A rischio accorpamento quelle con meno di 90mila abitanti Ma il vescovo rassicura: «Qui troppi monti, siamo in salvo»
SULMONA. La spending review annunciata da Papa Francesco con il taglio o l’accorpamento delle diocesi con meno di 90mila abitanti genera qualche timore in Centro Abruzzo. La revisione della spesa, dunque, colpisce anche la Chiesa e la diocesi di Sulmona-Valva coi suoi 85mila residenti sulla carta, 83.200 secondo gli ultimi conteggi, potrebbe essere a rischio. La diocesi potrebbe rientrare fra le 36 sedi della Cei (Conferenza episcopale italiana) – sulle 222 totali – da chiudere. Lo scopo è anche quello di diminuire il numero dei vescovi, che scenderanno dai 236 attuali a 200.
Numeri e proporzioni sono al vaglio della commissione composta dai più fidati collaboratori del Vaticano e avviata da tempo, come aveva confermato Bergoglio a due mesi dalla sua nomina, il 23 maggio 2013, incontrando per la prima volta, nella Basilica Vaticana, tutto l’episcopato italiano.
«So che c’è una commissione per ridurre un po’ il numero delle diocesi tanto pesanti» erano state le parole del pontefice «non è facile, ma c’è una commissione per questo. Andate avanti con fratellanza».

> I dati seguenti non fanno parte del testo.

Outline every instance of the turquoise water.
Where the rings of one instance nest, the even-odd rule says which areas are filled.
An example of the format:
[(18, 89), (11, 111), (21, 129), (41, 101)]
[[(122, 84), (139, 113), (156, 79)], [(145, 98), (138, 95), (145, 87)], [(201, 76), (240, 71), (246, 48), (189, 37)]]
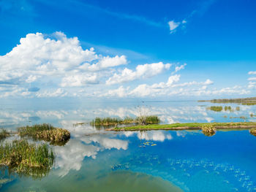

Il vescovo di Sulmona-Valva, Angelo Spina, rassicura gli animi, perché è convinto che il provvedimento non riguarderà la diocesi del Centro Abruzzo. «La revisione delle diocesi non ci toccherà» spiega monsignor Spina «perché nell’esame della commissione uno dei temi più importanti è stato quello delle condizioni orografiche dei vari territori. Noi qui abbiamo delle parrocchie che sulla cartina distano solo 60 chilometri, ma che nella pratica, a causa delle strade che abbiamo e delle caratteristiche del territorio montano, necessitano anche di più di un’ora di percorrenza per essere raggiunte. In più, la nostra diocesi sta poco al di sotto dei 90mila abitanti e già rappresenta l’unione di due congregazioni sotto un unico vescovo. Cose che il Vaticano sta mettendo in pratica anche in altre realtà, come già accaduto per Sora e Cassino, dove è stato nominato un solo presule. L’intento è quello di accorpare diocesi molto piccole e confinanti fra loro».
Nel 1986, infatti, le due diocesi di Valva e Sulmona, in seguito a un provvedimento della Santa Sede di revisione generale delle circoscrizioni, vennero accorpate, con la cattedrale nella basilica di San Panfilo a Sulmona e la concattedrale in quella di San Pelino a Corfinio. «In realtà si parla già da molti anni della revisione delle diocesi» precisa il vescovo «Papa Francesco lo ha solo ricordato a noi vescovi nella prima riunione dell’episcopato italiano di due anni fa. L’azione di revisione, però, non toccherà il nostro territorio e la nostra diocesi».
La diocesi di Sulmona-Valva conta 85mila abitanti circa, sparsi in 49 comuni e 12 frazioni, spalmati su un territorio di quasi 2mila chilometri quadrati, dove operano 55 sacerdoti divisi nelle 76 parrocchie, 4 diaconi, 96 religiose e 22 religiosi. Il vescovo è convinto della salvezza della diocesi di Sulmona-Valva, dunque, mentre potrebbero non avere scampo anche quelle storiche e con sedi rinomate come Assisi, San Marino e Ischia. A breve la commissione comunicherà il verdetto con l’elenco delle congregazioni da tagliare.